For a general use case this might be a bit far fetched, and in that case the Secure Pages Hijack Prevention module could be adequate.

--

I guess if a SoC project dealing with security would have to be a little bit larger than only this use case it would have to be something along the lines of integrating / combining all three modules (securepages + hijack and secure login) into a project and providing documentation and use cases...

Very pleased to find this

pbowyer's picture

Very pleased to find this thread. I'd been asked this morning if I could secure areas of a Drupal site to remain under HTTPS after logging in - but links to other sections to rever to HTTP. This seems not to be possible at present - as you say the lack of distinction between admin areas and the 'main site' makes it hard.

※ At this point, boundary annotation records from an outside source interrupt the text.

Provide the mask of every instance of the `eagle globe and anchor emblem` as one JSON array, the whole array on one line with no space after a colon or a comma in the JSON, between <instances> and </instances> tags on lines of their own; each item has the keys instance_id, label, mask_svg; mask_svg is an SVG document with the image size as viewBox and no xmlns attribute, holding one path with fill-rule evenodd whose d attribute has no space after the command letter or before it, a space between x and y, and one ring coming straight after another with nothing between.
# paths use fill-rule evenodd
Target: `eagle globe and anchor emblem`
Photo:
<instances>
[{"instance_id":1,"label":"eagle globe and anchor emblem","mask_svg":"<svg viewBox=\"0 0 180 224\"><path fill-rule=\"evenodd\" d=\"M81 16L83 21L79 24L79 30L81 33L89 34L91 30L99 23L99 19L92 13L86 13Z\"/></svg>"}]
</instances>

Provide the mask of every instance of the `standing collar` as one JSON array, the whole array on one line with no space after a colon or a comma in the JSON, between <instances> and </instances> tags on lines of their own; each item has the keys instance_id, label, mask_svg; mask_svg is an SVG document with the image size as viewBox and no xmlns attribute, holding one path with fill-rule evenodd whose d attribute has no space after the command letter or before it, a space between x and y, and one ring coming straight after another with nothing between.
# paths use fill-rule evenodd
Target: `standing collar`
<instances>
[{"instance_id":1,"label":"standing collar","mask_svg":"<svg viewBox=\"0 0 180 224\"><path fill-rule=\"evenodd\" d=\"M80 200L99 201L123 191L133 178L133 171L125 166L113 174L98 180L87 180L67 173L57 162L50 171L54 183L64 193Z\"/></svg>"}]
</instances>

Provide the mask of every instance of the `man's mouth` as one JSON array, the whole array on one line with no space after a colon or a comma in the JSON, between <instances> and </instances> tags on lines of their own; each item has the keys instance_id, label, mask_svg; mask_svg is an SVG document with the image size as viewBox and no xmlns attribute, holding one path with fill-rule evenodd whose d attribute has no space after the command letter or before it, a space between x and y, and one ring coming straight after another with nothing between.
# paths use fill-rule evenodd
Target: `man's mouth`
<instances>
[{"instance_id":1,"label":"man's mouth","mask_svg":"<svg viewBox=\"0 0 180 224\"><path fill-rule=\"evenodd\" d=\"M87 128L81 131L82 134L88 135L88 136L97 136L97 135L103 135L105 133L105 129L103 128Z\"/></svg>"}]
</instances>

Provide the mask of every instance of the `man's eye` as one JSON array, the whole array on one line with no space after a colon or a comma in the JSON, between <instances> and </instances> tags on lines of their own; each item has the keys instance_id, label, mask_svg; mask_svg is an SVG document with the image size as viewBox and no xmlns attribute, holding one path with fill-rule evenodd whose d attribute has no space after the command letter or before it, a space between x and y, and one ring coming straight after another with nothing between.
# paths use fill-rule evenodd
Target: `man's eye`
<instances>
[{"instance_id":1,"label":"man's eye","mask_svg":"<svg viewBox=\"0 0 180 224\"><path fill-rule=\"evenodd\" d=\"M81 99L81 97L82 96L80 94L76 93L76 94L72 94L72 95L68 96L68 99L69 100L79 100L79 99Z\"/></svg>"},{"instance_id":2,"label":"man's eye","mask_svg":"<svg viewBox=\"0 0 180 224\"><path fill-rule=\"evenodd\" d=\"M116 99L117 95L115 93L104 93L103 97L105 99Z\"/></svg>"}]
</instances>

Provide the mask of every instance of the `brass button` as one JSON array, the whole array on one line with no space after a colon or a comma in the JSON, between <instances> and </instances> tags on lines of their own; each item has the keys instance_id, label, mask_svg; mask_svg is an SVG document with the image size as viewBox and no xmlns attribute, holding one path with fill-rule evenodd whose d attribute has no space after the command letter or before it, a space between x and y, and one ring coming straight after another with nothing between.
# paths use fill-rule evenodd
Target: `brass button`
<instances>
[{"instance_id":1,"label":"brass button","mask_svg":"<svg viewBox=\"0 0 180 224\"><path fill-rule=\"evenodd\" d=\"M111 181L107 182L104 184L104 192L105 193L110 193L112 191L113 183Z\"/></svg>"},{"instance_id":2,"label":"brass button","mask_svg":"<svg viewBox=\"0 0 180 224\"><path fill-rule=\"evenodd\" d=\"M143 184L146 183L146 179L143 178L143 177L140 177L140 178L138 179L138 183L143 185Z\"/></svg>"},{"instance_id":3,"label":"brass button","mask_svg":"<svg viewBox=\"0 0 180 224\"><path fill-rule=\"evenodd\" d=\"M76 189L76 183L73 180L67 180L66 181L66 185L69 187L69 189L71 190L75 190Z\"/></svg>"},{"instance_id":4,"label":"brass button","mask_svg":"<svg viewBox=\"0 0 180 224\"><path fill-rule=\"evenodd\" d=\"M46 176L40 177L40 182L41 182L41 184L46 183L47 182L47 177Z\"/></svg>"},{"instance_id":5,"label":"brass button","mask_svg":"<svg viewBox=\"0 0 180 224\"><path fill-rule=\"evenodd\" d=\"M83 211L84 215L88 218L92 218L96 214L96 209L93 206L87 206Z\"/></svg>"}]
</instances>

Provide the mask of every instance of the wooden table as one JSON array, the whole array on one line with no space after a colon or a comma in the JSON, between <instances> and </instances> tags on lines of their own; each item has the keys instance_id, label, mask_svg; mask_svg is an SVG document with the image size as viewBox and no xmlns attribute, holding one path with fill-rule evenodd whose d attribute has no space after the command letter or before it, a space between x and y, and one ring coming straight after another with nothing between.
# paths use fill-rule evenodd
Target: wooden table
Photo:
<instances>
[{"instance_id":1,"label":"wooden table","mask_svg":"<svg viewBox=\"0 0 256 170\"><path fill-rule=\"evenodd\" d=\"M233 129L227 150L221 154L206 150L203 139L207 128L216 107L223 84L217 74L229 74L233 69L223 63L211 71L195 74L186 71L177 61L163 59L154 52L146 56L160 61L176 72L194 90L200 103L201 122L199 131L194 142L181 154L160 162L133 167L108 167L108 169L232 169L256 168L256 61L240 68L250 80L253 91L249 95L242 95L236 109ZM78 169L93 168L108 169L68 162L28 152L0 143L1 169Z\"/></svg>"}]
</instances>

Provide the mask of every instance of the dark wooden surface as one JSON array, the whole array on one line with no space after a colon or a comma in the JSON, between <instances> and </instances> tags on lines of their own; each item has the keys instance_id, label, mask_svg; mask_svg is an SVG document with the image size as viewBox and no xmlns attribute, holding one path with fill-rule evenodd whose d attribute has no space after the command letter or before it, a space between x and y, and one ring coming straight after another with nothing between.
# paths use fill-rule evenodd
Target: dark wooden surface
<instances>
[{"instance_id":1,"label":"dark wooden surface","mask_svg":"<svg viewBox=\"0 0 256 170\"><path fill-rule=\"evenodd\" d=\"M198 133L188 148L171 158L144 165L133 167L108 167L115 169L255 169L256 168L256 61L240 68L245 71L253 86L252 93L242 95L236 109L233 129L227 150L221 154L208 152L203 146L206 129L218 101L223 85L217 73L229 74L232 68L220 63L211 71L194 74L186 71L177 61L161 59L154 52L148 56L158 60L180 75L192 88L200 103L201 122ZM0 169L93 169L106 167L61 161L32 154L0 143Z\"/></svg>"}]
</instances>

Looking forward to seeing what comes from your discussion.

Peter

Cracking Drupal Article

johnbarclay's picture

I also found this article on SSL and Drupal useful:

Drupal and SSL - Multiple Recipes to Possible Solutions

http://crackingdrupal.com/blog/greggles/drupal-and-ssl-multiple-recipes-...

SSL secure admin

Tigerboy's picture

funny it is too small a project to add SSL secure 100 percent of ADMIN from logon until end session but yet this micro project is still left undone. Drupal has become a mess with undone or never done projects and very difficult to find support on many issues. There is nothing more important than admin security and SSL properly done offers a great part of that. I have used securepages but then it bounces me out to none ssl at the point where I change an admin password... that is very bad.

It would take less than half a day yet months later it's still not done.